- Matter-Eater Lad as depicted in Superman: Last Stand of New Krypton #2 (June 2010). Art by Pete Woods.

Publication information
- Publisher: DC Comics
- First appearance: Adventure Comics #303 (December 1962)
- Created by: Jerry Siegel John Forte

In-story information
- Alter ego: Tenzil Kem
- Species: Bismollian
- Place of origin: Bismoll
- Team affiliations: Legion of Super-Heroes
- Notable aliases: M-E Lad
- Abilities: Powers: Superhuman matter ingestion and digestion; Metabolism-induced super-speed; Abilities: Hand-to-hand combat (basic); Equipment: Legion Flight Ring;

= Matter-Eater Lad =

DC Comics superhero

Matter-Eater Lad (Tenzil Kem) is a superhero appearing in media published by DC Comics, primarily as a member of the Legion of Super-Heroes in the 30th and 31st centuries.
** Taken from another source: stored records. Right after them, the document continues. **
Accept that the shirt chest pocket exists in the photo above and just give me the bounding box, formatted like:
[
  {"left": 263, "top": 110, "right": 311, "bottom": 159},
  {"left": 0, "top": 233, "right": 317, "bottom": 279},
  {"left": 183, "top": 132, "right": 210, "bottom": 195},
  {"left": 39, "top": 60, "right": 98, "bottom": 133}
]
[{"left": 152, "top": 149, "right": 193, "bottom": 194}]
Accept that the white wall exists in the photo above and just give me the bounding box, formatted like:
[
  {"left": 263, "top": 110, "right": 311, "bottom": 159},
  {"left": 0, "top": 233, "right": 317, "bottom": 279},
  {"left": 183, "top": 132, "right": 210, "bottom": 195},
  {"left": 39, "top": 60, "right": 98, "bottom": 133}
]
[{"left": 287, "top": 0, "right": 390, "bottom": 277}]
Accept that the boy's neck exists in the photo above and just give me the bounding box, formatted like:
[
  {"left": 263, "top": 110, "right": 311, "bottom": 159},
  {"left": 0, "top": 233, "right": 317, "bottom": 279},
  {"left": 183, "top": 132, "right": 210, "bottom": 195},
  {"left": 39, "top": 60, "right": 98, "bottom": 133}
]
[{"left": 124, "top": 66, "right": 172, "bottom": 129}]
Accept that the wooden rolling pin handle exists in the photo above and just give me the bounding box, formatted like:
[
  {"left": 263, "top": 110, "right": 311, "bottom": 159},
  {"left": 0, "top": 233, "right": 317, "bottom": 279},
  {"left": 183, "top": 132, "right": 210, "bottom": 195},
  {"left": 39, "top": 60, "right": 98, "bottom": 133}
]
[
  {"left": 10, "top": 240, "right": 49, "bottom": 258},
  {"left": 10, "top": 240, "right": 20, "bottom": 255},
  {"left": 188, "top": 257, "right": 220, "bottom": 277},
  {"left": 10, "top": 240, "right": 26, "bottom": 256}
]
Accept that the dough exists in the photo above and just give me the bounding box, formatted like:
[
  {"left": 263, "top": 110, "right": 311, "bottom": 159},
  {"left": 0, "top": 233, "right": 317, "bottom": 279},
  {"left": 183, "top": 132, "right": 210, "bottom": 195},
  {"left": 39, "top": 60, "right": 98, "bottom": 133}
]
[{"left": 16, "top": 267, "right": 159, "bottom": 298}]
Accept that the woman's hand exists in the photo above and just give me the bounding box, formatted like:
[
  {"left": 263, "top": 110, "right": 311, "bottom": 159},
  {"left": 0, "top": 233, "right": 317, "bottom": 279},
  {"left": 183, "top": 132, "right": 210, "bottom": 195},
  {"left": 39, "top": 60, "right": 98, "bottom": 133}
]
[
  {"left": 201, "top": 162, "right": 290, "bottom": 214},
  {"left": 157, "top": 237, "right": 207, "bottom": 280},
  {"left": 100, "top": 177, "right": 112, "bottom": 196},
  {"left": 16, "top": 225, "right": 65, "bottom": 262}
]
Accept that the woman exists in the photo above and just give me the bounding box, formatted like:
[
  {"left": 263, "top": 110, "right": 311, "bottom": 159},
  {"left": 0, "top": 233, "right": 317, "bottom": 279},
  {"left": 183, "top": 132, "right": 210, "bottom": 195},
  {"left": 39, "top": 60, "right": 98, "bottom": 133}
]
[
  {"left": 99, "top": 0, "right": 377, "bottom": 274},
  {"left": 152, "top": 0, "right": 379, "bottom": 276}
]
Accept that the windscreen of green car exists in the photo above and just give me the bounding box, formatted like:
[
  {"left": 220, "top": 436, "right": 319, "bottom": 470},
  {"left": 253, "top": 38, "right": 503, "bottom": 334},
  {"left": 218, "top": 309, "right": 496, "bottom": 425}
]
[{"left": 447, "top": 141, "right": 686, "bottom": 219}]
He first appeared in Adventure Comics #303 (December 1962), and possesses the power to eat matter in all forms, as do all natives of his home planet, Bismoll.

Matter-Eater Lad has made limited appearances in media outside comics, with Alexander Polinsky voicing him in the animated series Legion of Super Heroes.

==Publication history==
Matter-Eater Lad first appeared in Adventure Comics #303 and was created by Jerry Siegel and John Forte.

==Fictional character biography==
===Pre–Zero Hour===
Matter-Eater Lad is the fifteenth member inducted into the Legion of Super-Heroes, joining soon after Bouncing Boy. In his first appearance, Matter-Eater Lad explains his origins, saying that the natives of Bismoll evolved their abilities to survive after microbes rendered all normal food inedible. This gives his teeth and jaws the strength and durability to bite and chew through stone, metal, and other hard substances. He has an unrequited crush on Shrinking Violet, which features for the bulk of the Legion's run in Adventure Comics.

Matter-Eater Lad is later drafted to serve in the Bismollian senate and becomes a celebrity. He is voted out of office after being temporarily trapped in another dimension and considered legally dead.

During the "Five Year Gap" following the Magic Wars, Earth falls under the control of the Dominators and withdraws from the United Planets. Soon afterward, the members of the Dominators' "Batch SW6"—temporal duplicates of the Legionnaires—escape captivity, with a duplicate of Matter-Eater Lad among them.

===Post–Zero Hour===
Following Zero Hour: Crisis in Time!, which reboots the Legion's continuity, Tenzil Kem is reimagined as the Legion's primary chef.

===Threeboot===
In the "Threeboot", Matter-Eater Lad is reintroduced as a government agent, investigating Cosmic Boy's disappearance and the legality of his final act as Legion leader.

===Post–Infinite Crisis===
The events of Infinite Crisis restore an analogue of the pre-Crisis Legion to continuity. In Final Crisis: Legion of 3 Worlds #5, the SW6 incarnation of Matter-Eater Lad is among the Legionnaires summoned to fight the Time Trapper.

In Superman #694, Matter-Eater Lad is revealed to have been masquerading as Mon-El's friend Mitch. He reveals his identity by stepping in to save a woman trapped in a burning car, allowing Mon-El to continue fighting larger threats.

In the Superman: Last Stand of New Krypton storyline, Matter-Eater Lad is part of a secret team sent by R. J. Brande to the 21st century to save the future.

==Powers and abilities==
Matter-Eater Lad possesses the innate ability to eat almost any substance. Additionally, he can move at superhuman speeds by harnessing consumed energy and determine the chemical composition of objects using his enhanced taste buds.

==In other media==

- Matter-Eater Lad appears in Legion of Super Heroes, voiced by Alexander Polinsky.
- Matter-Eater Lad appears as a character summon in Scribblenauts Unmasked: A DC Comics Adventure.
- Matter-Eater Lad appears in Adventures in the DC Universe #10.
- Matter-Eater Lad appears in the one-shot comic Batman '66 Meets the Legion of Super-Heroes.
- Matter-Eater Lad received an action figure in Mattel's DC Universe Classics line as part of the Legion of Super-Heroes 12-pack.
- Matter-Eater Lad is referenced in a self-titled song in Guided by Voices' EP Clown Prince of the Menthol Trailer.